È conosciuto, per la sua posizione felice, come il “balcone sulla langa”. Tra le opere architettoniche o i luoghi di culto sono da ricordare la chiesa parrocchiale di San Michele Arcangelo (1765, in stile barocco), la Confraternita dei Disciplinandi Bianchi, la parrocchiale di Sant’Onorato (fine 700), il Santuario della Madonna del Lago, nota anticamente come Santa Maria ad Leucum (la più antica chiesa esistente in Lequio, IX secolo).
Le feste, i santi
Due manifestazioni: Tartuflora e l’Albero di Maggio.
LA STORIA
La storia del paese è strettamente intrecciata con quella della vicina Augusta Bagiennorum prima, e di Bene poi.

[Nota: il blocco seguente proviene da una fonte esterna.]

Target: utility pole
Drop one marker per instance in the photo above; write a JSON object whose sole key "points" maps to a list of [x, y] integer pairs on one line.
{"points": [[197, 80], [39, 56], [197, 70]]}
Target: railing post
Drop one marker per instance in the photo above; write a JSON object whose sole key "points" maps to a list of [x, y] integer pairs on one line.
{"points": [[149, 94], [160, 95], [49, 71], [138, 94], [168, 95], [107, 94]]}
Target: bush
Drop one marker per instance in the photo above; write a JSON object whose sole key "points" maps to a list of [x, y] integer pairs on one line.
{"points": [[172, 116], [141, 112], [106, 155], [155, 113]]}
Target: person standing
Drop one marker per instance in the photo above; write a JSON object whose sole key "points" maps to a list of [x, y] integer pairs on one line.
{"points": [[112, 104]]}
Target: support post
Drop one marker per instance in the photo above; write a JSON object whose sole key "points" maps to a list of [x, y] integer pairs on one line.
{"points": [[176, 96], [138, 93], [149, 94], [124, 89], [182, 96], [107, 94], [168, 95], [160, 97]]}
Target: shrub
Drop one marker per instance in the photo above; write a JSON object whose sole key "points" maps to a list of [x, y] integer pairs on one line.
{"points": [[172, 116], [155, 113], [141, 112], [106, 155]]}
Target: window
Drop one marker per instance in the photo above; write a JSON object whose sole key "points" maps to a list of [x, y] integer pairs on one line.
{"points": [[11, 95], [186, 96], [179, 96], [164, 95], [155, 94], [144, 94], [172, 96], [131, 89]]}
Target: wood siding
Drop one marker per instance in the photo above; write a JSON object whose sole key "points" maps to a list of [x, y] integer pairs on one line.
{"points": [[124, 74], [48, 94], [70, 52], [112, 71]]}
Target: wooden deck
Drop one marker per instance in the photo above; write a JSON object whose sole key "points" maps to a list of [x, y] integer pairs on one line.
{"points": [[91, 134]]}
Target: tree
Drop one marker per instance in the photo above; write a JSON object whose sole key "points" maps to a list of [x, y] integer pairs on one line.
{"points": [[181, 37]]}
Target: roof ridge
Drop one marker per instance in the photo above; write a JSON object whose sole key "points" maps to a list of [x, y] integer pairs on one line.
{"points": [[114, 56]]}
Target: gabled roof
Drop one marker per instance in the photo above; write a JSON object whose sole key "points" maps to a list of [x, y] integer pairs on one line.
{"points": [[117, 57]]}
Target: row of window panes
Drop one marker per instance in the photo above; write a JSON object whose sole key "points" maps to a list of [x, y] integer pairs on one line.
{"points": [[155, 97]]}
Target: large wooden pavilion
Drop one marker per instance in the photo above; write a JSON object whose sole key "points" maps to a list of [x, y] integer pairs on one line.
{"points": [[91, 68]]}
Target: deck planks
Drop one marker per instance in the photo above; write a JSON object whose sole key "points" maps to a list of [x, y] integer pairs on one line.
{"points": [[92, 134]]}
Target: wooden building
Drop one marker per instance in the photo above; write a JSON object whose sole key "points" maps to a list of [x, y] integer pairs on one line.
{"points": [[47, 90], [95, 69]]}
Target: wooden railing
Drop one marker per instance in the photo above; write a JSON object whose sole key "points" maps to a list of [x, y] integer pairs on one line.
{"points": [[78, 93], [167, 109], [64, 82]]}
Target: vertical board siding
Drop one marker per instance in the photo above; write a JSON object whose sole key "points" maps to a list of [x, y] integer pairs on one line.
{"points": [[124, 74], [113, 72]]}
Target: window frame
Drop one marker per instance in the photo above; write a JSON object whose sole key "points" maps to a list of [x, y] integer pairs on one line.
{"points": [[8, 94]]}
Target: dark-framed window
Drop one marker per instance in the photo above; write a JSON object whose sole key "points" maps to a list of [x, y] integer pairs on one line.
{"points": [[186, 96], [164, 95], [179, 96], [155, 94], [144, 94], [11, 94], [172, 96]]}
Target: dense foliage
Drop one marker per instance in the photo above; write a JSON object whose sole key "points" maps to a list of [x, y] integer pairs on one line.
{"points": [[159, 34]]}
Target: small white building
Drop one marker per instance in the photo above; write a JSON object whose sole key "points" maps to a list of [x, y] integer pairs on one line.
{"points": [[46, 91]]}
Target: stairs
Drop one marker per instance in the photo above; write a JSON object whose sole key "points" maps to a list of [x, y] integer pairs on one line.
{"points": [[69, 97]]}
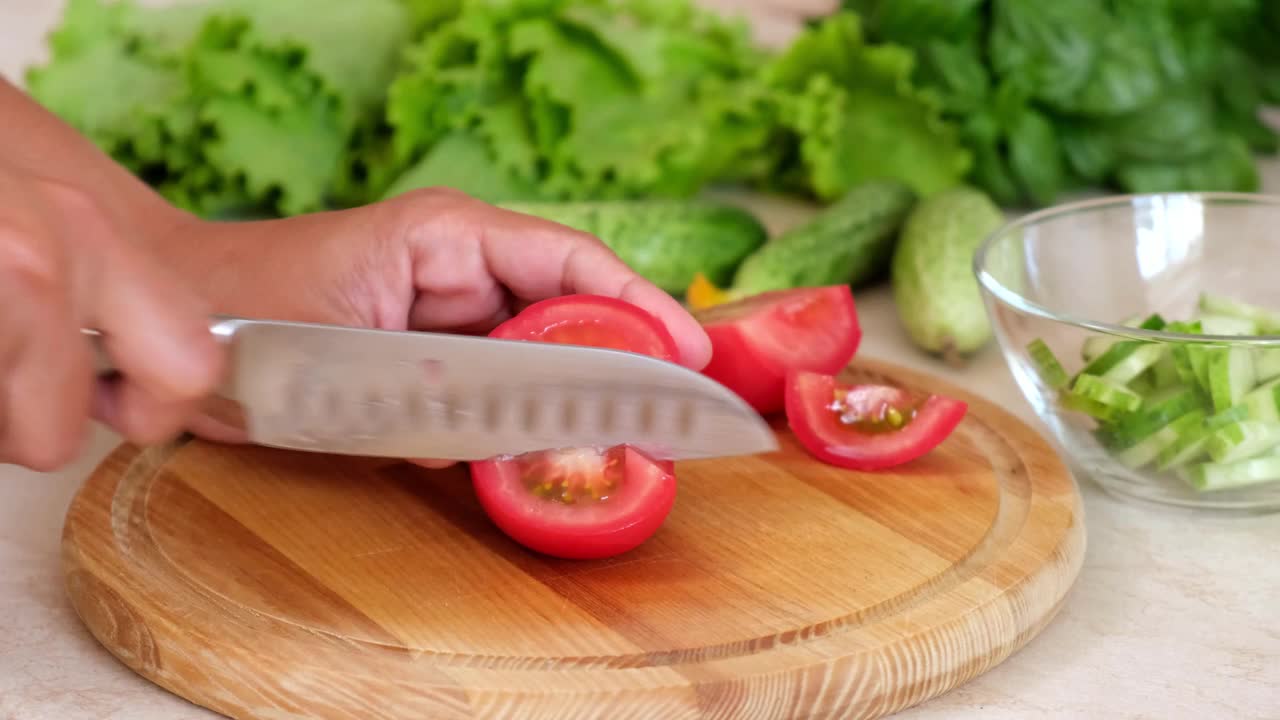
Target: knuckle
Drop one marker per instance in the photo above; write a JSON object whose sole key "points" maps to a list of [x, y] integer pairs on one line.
{"points": [[27, 260], [69, 200], [48, 452]]}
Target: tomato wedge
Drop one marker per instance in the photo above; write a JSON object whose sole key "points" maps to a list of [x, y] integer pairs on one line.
{"points": [[758, 340], [577, 504], [595, 320], [581, 504], [867, 427]]}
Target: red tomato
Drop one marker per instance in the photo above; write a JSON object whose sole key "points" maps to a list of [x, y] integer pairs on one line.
{"points": [[577, 504], [867, 427], [592, 319], [758, 340], [583, 502]]}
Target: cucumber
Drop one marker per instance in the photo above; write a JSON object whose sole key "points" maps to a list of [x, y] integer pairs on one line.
{"points": [[1242, 440], [1208, 477], [1208, 414], [1266, 364], [1226, 324], [1265, 320], [667, 242], [1125, 360], [1230, 374], [1106, 392], [848, 242], [1097, 345], [1047, 365], [1156, 411], [1187, 447], [1161, 440], [935, 290]]}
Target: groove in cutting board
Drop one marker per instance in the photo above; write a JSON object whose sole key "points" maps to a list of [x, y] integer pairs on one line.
{"points": [[269, 584]]}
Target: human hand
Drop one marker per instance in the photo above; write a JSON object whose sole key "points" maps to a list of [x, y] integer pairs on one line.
{"points": [[65, 264], [426, 260]]}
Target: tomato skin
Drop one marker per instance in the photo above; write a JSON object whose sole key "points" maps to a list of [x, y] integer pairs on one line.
{"points": [[589, 529], [594, 320], [579, 533], [808, 409], [758, 340]]}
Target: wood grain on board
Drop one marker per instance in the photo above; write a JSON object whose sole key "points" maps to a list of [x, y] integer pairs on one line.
{"points": [[272, 584]]}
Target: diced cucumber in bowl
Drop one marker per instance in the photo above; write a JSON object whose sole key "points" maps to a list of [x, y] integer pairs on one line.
{"points": [[1207, 413]]}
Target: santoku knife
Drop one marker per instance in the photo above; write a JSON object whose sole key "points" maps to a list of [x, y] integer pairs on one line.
{"points": [[353, 391]]}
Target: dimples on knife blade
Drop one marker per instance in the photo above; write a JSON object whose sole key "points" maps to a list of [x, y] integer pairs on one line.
{"points": [[425, 395]]}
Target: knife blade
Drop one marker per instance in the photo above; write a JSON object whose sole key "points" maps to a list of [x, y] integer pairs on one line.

Posta sulla strada che collegava Pollenzo all’antica capitale dei Vagienni, di quest’ultima segue tutte le vicende civili ed ecclesiastiche fino alla fine del 1600. Divenuta una realtà indipendente col nome di Lequio Piemonte, poi cambiato in Tanaro, acquisisce il titolo di contea. Vi venne infeudata la famiglia Salmatoris, che ne mantenne il titolo fino al 1814. Nel 1928 Lequio è accorpata a Bene Vagienna, salvo ritornare comune autonomo nell’immediato dopoguerra. All’inizio del secolo, Lequio aveva già più di 1.600 abitanti, ridottisi poi, a causa dello spopolamento delle campagne.